Hideaway Report photo editor Arielle Berger recently returned from a trip to Iceland. While most staffers report back in the form of a “Just Back From” column, we thought a photo essay would be the perfect way for her to show us everything she experienced on her 10-day trip.
Iceland has long been on my bucket list. Being an outdoor enthusiast and a photographer, I felt like it was the perfect place for me to visit. It is rich in nature, low on people and big on hiking. In fact, hiking trails were everywhere we went. We didn’t have to hike far to see grand waterfalls, bubbling hot mud and ancient volcanoes in the distance.
Most of the people we met on our way to Iceland were sticking close to Reykjavík, the capital, and taking tours buses out to some of the popular spots for day trips. We opted to drive Route 1, popularly known as the Ring Road, so we could see many different parts of the country. It was a decision I will never regret. As soon as we embarked on our drive, the natural serenity of the place was obvious.
With a waterfall at every turn and miles of lava fields, I could have been fooled into thinking I was on another planet.
There is something for everyone in Iceland, and with daylight being nearly 24 hours in the summer months, visitors have plenty of opportunities to see the country. Tourism has become popular in the last 10 years, but I strongly suggest visiting, especially for the tranquility and vast beauty no matter where you look.
Within five hours of landing in Iceland, we were on the Ring Road and at our first major site, Seljalandsfoss, a 200-foot waterfall on the southern coast, right off Route 1. We hiked behind the waterfall and down to another hidden one through a cave.

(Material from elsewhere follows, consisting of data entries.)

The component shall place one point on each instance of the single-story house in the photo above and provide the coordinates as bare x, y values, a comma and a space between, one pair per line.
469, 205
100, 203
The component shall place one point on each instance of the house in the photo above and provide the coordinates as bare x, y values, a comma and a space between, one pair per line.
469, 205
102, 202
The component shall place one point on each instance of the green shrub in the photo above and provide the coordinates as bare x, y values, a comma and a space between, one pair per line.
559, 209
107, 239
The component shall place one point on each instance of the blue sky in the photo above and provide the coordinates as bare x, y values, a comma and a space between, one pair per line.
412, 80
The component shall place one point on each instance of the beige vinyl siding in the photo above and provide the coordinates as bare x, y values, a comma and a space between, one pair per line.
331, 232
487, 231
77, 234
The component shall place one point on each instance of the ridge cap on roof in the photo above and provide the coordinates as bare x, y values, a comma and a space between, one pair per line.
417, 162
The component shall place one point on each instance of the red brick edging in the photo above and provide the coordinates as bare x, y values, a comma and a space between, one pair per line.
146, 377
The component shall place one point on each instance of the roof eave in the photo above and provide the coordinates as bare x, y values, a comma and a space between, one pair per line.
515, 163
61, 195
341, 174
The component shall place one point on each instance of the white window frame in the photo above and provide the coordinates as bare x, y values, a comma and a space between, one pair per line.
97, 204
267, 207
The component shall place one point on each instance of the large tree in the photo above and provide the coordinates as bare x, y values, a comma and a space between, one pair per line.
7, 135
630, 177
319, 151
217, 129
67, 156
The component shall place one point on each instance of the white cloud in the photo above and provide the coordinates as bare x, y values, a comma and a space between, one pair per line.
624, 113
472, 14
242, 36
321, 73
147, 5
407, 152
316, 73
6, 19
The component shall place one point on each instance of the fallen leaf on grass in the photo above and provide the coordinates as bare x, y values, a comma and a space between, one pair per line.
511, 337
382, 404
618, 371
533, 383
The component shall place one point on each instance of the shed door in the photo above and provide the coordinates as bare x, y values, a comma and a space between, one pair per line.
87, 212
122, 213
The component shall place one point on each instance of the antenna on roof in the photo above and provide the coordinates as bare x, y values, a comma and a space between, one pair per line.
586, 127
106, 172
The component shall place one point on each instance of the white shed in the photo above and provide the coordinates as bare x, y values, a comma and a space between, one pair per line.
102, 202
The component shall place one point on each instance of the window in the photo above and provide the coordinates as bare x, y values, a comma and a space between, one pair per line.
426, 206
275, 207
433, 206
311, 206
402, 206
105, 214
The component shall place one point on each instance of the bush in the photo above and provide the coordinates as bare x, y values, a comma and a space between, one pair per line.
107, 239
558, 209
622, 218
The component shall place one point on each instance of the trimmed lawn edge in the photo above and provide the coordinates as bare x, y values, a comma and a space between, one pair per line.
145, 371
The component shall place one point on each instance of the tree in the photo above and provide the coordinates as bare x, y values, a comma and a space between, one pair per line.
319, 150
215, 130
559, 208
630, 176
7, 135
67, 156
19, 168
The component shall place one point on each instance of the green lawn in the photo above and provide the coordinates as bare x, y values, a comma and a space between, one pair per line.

We came out wet, but it was well worth it.
Being in Iceland, where waterfalls are so abundant, you start being critical of their size and beauty. When we walked up to Skógafoss, I was more impressed by the cute village in view. But when we got to the top, my lack of enthusiasm was washed away. The top of the waterfall was absolutely beautiful, and I hated for the walk along the rushing water to end.
It quickly became clear that our first night’s stay in Iceland was going to be hard to beat. As we drove down a long road, on the phone with our host, he told us to watch out for the sheep. Sure enough, a group of them ran right in front of our car as we made our way to the small A-frame cabin in Kirkjubæjarklaustur. I spent hours walking around the farm.
The sheep were curious, but for the most part they just kept a close eye on us. We woke to the sounds of them and were really disappointed to leave the cabin.
Fjaðrárgljúfur is a magical place. It’s so fairy-tale-like that I wouldn’t have been surprised if a dragon had flown through the canyon. It was absolutely stunning.
After our glacier-kayaking excursion was canceled due to wind, we booked a short boat tour through the Jökulsárlón glacier lagoon in southeast Iceland. The icebergs flow through the lagoon and onto the nearby black-sand beaches.
The bright blue of the icebergs was mesmerizing, but they were also a source of sadness, too, as our guide explained that the glaciers feeding the lagoon have been receding at an alarming rate. Sixty years ago, the lagoon did not even exist; it was just part of the glaciers. The Breidamerkurjökull glacier has receded 6,600 feet since 1973.
This is the Grjótagjá cave near Mývatn, Iceland. It’s significant to “Game of Thrones” fans who know it as the place where Jon Snow broke his vow of celibacy. For me, it was just a pretty sight to see.
Mountains seen from the harbor in Húsavík at midnight. Húsavík was by far my favorite town in Iceland. We arrived for a 9 p.m. whale-watching tour, which, little did we know, would be a highlight of the trip. Whales came right up to our boat, breaching so close that I could feel the aftershocks. Not lost on me, though, were my surroundings: the mountains lit by the beautiful midnight sun that hits Iceland in the summer.
The midnight sun highlighting the mountains and the Nootka lupine flowers in Húsavík. The sun only goes down for a second before it comes right back up again in the summer. Witnessing the myriad colors was something I still really can’t believe.
An Icelandic horse near the Golden Circle on the Ring Road. The horses are incredibly friendly and cute, not to mention those hairstyles!
An Icelandic horse says hello as we stopped to take its photo.
Introduced in 1945, the vibrant Nootka lupine flowers have spread like wildfire across Iceland, and while they have helped stop erosion, they are causing native species like moss and lichen to decline.
The Kerið volcanic crater made for a nice, quick stop off the Golden Circle. We were lucky to see a rainbow right through the middle of it.
Reykjadalur was one of our last destinations on the Ring Road and Golden Circle before heading into Reykjavík to prepare for our flights home. The hike was a tough one: over an hour straight uphill, but every moment was worth it. At the top you reach a hot spring stream scattered with people relaxing after their hike. Despite the crowd, we were nowhere near others as we sat quietly in a corner, taking a lovely break from the cool air.